Bu kitap için beklentilerim çok yüksekti.Böyle bir konuyu baz alan kitap bu kadar basit olmamalı fikrimce. Sevdim. Gittim. Geldim. Yürüdüm. mimar sinanla mihrimahın hikayesi bu kadar yavan değil ve öylede anlatılmamalı.Böyle basit olmamalı.. Kısacası beğenmedim.
bir kitabın içi bu kadar boş olabilir. tarihi bir yalan abartılarak işlenmiş. özellikle mimar sinan insan zihninde cok farklı canlanıyor. tek derdinin mihrimah oldugunu düşünüyorsunuz. şöyle bir soru geliyor aklıma madem mihrimah mimar sinanın tek derdi, niçin cıraklık kalfalık ve ustalık eserlerinden hiç biri mihrimah cami degil. ve nasıl oluyorda bir halifenin kızı yani mihrimah sultan bir ordunun içinde saclarını savurarak geziyor. kitap yarım kalmasın diye bitirdim. zaten yarısı yoktu..
bir kaç övgü dolu yorumlara bakarak okumaya başladığım koskoca tarihin ve ve yaşanılan aşkın gerçekliği ne kadar tartışılsada bir kaç sayfayla anlatılmaya çalışılması benim için tam bir hayal kırıklığıydı aklınızda başka kitaplar varsa bu kitabı es geçebilir hatta unutabilirsiniz derim kısacası çok vasattı
Mimar Sinanın Mihrimah sultana karşı büyük aşkını anlatıyor bu kadar yaş farkına rağmen böyle bir aşk nasıl olabilir bilmiyorum ama AŞK güzel işlenmiş .

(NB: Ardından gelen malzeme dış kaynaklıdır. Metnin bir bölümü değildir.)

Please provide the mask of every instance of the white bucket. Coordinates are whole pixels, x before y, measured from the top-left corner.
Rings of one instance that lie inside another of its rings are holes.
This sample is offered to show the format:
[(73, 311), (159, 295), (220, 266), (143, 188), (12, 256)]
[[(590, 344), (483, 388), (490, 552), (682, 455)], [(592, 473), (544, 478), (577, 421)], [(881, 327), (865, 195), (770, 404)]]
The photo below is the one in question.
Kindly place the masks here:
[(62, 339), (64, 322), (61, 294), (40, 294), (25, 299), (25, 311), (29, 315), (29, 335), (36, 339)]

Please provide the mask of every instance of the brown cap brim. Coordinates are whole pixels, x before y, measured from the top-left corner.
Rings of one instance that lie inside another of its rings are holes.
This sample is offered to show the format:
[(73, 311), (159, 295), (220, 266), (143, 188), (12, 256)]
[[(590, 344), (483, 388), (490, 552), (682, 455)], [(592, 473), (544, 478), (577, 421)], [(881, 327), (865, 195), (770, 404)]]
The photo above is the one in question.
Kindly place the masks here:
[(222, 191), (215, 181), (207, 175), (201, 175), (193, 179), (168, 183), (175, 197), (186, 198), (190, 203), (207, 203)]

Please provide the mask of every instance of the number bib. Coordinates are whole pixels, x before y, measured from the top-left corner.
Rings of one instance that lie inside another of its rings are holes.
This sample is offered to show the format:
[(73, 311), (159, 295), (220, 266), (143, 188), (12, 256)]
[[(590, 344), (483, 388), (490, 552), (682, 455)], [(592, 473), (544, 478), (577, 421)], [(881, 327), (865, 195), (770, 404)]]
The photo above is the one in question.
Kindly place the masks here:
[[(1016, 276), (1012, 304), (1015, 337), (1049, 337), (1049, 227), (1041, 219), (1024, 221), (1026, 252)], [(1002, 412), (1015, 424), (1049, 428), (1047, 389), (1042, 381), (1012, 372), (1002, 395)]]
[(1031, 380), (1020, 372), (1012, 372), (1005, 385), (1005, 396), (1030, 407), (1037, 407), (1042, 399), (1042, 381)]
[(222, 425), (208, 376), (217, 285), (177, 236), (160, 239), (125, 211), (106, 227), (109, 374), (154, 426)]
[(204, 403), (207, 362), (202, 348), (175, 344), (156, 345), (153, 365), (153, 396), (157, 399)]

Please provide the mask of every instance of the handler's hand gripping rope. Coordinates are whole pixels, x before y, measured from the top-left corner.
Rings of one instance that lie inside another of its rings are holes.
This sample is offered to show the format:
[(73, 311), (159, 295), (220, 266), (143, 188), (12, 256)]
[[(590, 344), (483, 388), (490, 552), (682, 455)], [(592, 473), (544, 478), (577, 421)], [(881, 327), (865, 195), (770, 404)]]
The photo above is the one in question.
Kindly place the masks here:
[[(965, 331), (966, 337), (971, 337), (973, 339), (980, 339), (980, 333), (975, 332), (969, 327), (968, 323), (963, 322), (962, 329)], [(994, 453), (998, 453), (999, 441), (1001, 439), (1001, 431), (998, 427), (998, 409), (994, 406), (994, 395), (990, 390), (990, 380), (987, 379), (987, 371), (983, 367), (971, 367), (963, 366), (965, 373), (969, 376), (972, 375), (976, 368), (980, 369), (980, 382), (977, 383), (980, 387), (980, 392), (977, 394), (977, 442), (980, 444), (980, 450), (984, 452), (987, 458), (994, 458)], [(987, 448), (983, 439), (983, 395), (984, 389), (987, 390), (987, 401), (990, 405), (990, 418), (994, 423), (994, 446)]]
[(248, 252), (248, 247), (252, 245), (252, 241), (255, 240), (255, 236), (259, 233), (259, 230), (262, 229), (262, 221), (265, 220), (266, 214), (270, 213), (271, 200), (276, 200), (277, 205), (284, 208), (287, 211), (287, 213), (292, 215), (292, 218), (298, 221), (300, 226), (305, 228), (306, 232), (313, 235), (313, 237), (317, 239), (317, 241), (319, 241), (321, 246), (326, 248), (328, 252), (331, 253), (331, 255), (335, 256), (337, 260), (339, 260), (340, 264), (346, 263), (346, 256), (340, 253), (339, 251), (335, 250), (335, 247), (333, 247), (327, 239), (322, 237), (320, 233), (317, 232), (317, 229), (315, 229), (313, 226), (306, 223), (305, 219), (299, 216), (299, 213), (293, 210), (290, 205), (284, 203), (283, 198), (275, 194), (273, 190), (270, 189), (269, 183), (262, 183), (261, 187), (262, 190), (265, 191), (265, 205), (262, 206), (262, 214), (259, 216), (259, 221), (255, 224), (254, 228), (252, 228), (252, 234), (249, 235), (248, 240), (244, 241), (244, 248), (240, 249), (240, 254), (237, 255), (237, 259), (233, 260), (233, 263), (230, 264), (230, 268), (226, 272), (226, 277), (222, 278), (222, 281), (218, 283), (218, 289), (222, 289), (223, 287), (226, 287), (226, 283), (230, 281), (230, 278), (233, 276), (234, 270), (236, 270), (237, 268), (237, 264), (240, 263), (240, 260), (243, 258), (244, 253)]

Tarih her zaman bilinmezlerle dolu bizim için. Ve tarihle ilgili romanlar yazan her yazar gibi bu yazar da kendi hikayesi, kendi bakış açısıyla yazmış bu kitabı. Yaşam da bir de bu bakış açısı varmış dedirten bir anlatım.
Aşk! Dedi Derviş Ali, dünyada kavuşmak için değildir. Kavuştuğunda aşk olmaktan çıkar. Vuslata eren gönül gün gelir bıkıp usanır. İçinde her an ona kavuşma ümidi olmasa bunca camiyi hanı hamamı nasıl yapardın.
Sabır isteyeceksin Koca Sinan sabır.